For instance for n = 220, one finds

s(220) = 1 + 2 + 4 + 5 + 10 + 11 + 20 + 22 + 44 + 55 + 110 = 284.

Then, amicable numbers are pairs of natural numbers (p,q) such that s(p) = q and s(q) = p.
To make this notion explicit, we get back to the example above and find

s(284) = 1 + 2 + 4 + 71 + 142 = 220

and therefore (220,284) are amicable numbers.

Now there is something about this definition that may sound arbitrarily limited to a computer scientist. Indeed, consider the (infinite) directed graph whose vertices are natural numbers, and whose edges are pairs (n,s(n)). Here is a picture, rendered using the allmighty GraphViz (neato mode), showing the resulting network/graph for numbers below 50 (blue/red arcs indicate decreasing/increasing values of s, number 1 omitted for readability, golden nodes are perfect numbers):

And here is the larger graph of numbers below 300 (Full-screen PDF version):

One then easily sees that amicable numbers are in bijection with cycles of length 2 in the graph. Indeed, zooming in on the above graph, one may easily spot the first amicable pair:

This raises the question

Why not consider more general iterations of the s(.) function?

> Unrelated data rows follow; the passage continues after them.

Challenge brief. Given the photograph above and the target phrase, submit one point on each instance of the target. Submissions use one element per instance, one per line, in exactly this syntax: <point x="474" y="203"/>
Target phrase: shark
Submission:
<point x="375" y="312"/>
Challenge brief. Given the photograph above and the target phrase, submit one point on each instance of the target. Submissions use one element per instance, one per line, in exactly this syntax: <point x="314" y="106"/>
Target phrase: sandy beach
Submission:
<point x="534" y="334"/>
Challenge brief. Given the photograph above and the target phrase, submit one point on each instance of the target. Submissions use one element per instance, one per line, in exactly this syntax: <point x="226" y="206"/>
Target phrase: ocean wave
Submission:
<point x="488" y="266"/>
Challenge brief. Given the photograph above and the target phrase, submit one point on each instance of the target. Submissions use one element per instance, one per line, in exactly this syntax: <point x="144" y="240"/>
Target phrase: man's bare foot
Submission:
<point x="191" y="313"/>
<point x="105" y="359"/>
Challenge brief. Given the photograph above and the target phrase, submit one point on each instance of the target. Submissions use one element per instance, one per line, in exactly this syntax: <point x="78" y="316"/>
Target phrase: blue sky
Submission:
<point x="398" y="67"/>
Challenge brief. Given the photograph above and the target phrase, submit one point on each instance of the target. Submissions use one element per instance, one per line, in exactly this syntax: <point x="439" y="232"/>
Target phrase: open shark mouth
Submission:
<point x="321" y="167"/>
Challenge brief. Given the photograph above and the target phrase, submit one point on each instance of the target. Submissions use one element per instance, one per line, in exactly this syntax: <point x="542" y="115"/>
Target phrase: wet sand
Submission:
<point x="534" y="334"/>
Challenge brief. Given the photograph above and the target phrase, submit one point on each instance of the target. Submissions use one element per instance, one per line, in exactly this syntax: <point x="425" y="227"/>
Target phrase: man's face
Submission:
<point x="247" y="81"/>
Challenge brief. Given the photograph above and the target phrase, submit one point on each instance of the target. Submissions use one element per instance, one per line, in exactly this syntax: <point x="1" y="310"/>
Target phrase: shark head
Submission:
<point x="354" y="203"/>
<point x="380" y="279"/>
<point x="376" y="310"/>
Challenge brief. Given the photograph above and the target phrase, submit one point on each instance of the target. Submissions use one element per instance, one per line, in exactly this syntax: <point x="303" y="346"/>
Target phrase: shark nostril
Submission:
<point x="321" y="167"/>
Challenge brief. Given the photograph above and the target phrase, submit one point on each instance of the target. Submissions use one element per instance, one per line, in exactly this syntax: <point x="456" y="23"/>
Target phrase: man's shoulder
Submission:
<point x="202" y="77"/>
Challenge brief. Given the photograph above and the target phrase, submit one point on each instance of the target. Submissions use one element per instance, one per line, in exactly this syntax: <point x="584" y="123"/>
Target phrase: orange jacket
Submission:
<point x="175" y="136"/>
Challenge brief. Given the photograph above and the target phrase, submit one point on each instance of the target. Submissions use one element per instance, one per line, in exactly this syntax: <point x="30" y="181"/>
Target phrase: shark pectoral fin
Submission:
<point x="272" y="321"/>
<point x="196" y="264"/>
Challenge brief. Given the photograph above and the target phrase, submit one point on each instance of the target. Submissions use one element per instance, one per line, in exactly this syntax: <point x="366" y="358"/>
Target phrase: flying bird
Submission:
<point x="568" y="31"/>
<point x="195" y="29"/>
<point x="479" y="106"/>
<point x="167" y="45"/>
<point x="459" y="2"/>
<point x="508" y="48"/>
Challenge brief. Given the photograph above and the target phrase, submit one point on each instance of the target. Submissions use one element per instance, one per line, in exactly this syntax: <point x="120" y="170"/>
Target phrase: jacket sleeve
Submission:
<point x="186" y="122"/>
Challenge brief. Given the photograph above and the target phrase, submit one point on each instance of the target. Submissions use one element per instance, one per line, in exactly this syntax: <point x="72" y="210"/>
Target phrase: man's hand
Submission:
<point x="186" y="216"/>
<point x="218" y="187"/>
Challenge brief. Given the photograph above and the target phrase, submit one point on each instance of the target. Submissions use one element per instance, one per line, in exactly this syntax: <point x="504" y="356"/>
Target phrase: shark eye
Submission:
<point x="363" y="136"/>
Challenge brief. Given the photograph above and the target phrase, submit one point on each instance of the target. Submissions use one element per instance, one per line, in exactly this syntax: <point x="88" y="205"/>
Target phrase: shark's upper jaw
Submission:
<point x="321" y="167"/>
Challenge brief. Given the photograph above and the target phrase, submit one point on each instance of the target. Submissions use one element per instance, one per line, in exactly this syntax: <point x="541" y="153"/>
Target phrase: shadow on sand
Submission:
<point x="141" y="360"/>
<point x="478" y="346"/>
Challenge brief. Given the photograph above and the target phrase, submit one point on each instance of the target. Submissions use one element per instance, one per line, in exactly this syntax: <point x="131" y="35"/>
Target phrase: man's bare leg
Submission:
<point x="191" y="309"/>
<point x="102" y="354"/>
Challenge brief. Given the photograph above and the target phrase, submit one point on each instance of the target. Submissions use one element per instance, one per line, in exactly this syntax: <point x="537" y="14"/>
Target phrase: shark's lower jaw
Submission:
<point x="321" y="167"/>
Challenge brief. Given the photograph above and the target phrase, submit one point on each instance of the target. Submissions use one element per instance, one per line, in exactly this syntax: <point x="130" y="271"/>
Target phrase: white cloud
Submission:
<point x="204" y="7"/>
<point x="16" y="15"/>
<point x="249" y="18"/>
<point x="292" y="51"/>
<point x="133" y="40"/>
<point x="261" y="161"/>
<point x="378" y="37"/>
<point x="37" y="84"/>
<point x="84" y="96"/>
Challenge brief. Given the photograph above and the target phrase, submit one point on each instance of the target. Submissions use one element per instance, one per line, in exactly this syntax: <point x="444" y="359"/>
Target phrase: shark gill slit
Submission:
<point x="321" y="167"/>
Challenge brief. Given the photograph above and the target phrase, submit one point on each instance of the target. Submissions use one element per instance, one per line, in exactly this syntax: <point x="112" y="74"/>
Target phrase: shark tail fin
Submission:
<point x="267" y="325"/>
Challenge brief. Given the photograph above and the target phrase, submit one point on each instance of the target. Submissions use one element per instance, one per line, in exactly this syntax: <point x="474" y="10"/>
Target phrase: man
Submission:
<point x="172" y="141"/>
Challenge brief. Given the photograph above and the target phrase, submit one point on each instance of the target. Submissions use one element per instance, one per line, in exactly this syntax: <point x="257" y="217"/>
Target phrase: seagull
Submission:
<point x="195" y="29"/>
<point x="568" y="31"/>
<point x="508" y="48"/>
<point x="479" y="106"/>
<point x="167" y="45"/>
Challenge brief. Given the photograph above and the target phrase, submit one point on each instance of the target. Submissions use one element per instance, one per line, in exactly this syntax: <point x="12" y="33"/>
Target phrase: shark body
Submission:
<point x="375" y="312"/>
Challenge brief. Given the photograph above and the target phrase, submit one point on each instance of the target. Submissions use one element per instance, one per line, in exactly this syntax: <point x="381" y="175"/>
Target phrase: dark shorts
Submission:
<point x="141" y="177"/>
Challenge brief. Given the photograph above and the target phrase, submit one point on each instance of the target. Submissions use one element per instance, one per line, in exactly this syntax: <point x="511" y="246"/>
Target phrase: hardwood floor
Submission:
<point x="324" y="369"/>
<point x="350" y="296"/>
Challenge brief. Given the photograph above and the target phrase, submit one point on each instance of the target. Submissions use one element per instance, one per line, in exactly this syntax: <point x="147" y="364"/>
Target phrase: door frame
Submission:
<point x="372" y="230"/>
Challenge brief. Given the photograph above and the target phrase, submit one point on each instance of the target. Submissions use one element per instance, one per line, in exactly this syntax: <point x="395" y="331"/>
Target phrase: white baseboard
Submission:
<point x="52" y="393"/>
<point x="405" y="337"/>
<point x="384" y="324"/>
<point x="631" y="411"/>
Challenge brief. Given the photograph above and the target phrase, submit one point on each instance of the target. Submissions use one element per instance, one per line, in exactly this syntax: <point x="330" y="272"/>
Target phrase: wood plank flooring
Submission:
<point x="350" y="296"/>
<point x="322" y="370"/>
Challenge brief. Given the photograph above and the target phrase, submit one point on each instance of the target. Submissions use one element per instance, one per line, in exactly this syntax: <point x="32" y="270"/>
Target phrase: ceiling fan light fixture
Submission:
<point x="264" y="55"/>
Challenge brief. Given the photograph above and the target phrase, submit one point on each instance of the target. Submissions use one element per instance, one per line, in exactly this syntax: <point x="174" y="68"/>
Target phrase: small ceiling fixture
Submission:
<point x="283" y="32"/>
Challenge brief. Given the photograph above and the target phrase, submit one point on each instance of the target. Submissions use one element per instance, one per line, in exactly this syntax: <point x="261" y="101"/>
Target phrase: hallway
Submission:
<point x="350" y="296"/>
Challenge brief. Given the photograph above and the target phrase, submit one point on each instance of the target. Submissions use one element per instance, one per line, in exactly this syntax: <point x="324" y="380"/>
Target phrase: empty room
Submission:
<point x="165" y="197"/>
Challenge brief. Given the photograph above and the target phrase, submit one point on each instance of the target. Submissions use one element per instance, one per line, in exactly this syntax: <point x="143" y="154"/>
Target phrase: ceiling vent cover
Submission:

Indeed, one can alternatively, yet equivalently, define amicable numbers as pairs

(n,s(n)) such that s(s(n)) = n and s(n) ≠ n

which naturally generalizes into what is called sociable numbers, i.e. k-tuples of numbers

(n, s(n), s(s(n)), … , sk-1(n)) such that sk(n) = n and sj(n) ≠ n, ∀j∈[1,k-1].

These sequences are also called periodic aliquot sequences. Here is one of the biggest periodic sequence known to date (k=28):

These numbers are currently of some interest in number theory:
  For k=1, sociable numbers are perfect numbers.
  For k=2, sociable numbers are amicable numbers.
  In general, what are aliquot sequence of cycle length k? Do they even exist for large values of k?
Whether there exists a cycle-free infinite aliquot sequence is currently open!